The Delages sat side by side in the armchairs, watching the dance like impresarios trying out a scene from a new musical, a tale of tragic love across the divide set in a shabby Buenos Aires dance hall. Halder moved with his light-footed grace, but he looked ill at ease, well aware that the dance might continue once the music had stopped. Alain Delage was filming the tango, and behind the camcorder his face bore the same expression that I had seen during the beating of the African trinket salesman.

I realized that a target was being primed.
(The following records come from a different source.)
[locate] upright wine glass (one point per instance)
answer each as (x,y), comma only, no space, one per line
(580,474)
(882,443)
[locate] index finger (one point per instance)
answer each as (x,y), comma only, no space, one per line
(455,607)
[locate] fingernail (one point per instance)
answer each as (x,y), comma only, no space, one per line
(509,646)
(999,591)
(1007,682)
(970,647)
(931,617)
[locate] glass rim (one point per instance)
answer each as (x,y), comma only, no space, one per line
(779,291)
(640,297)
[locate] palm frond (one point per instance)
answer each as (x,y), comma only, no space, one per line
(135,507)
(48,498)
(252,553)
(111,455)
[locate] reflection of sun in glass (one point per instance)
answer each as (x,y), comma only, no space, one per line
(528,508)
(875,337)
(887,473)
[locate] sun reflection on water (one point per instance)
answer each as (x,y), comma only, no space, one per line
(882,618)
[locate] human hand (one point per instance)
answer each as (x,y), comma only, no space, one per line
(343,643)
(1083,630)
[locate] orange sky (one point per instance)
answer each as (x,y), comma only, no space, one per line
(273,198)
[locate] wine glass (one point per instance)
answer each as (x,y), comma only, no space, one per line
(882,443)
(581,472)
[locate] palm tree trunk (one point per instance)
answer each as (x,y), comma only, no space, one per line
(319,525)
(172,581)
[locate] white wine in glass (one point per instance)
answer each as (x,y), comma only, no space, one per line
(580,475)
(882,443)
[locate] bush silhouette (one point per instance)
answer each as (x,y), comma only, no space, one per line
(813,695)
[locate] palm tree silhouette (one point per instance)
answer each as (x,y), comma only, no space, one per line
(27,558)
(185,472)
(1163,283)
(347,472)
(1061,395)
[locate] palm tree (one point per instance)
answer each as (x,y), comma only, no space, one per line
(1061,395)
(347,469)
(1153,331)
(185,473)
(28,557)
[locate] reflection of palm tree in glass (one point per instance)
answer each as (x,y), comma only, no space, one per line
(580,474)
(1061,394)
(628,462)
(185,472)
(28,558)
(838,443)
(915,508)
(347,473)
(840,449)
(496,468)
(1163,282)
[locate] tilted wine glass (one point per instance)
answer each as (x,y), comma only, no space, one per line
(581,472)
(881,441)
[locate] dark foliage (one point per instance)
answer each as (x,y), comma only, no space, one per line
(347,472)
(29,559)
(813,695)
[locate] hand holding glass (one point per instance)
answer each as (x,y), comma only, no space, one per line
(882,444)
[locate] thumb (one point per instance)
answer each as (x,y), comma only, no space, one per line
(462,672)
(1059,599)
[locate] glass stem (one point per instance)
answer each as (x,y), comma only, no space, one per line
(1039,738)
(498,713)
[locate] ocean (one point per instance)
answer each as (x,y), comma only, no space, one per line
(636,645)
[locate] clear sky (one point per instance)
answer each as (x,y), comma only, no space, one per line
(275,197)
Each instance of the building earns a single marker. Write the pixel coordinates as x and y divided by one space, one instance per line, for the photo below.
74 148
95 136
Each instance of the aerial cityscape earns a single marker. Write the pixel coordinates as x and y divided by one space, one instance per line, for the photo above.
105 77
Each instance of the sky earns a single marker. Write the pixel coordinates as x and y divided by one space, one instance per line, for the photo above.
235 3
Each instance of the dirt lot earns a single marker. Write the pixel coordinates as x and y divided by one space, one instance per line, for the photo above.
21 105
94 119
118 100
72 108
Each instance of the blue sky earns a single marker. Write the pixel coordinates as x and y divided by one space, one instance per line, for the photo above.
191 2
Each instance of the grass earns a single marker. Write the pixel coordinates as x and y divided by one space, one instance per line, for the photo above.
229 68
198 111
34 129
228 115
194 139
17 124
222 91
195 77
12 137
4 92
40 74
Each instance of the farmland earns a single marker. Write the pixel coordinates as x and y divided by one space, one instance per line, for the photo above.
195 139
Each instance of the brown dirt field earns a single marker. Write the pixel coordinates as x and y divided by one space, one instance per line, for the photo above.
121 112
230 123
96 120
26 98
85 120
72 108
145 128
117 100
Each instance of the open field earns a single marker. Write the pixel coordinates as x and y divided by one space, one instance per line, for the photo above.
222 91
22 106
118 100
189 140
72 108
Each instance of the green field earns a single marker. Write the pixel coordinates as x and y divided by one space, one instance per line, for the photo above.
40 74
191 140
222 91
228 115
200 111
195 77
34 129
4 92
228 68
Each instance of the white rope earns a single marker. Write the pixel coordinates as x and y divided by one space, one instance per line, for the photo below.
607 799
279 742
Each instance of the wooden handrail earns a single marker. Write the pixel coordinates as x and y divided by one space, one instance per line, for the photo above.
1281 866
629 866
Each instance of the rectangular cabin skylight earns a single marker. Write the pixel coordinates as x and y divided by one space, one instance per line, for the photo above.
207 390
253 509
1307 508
I stepped through the cigarette smoke and slipped my arm around Jane, who moved through a deep dream of her own and scarcely seemed to notice that her partner had changed. Responding to my clumsy steps, she smiled at me as if recognizing an old acquaintance who had strayed briefly into her life. But Halder bowed to me from the door, all too aware of the danger he had faced.

Alain Delage had taken over as Eden-Olympia's security chief, and Wilder Penrose's prize pupil was now his most eager collaborator.

The introverted and mousy accountant so despised by Frances Baring had turned into a confident and well-adjusted sociopath.

I lay on the sun-lounger, listening to Jane's shower, and glad to have shared a late breakfast with her. Sergeant Jucaud had called at seven, delaying the start of her professional day and providing a small window of opportunity to revive a fading marriage. Sitting with us in the kitchen, the sergeant questioned me about Zander's 'state of mind', a euphemism for drunkenness.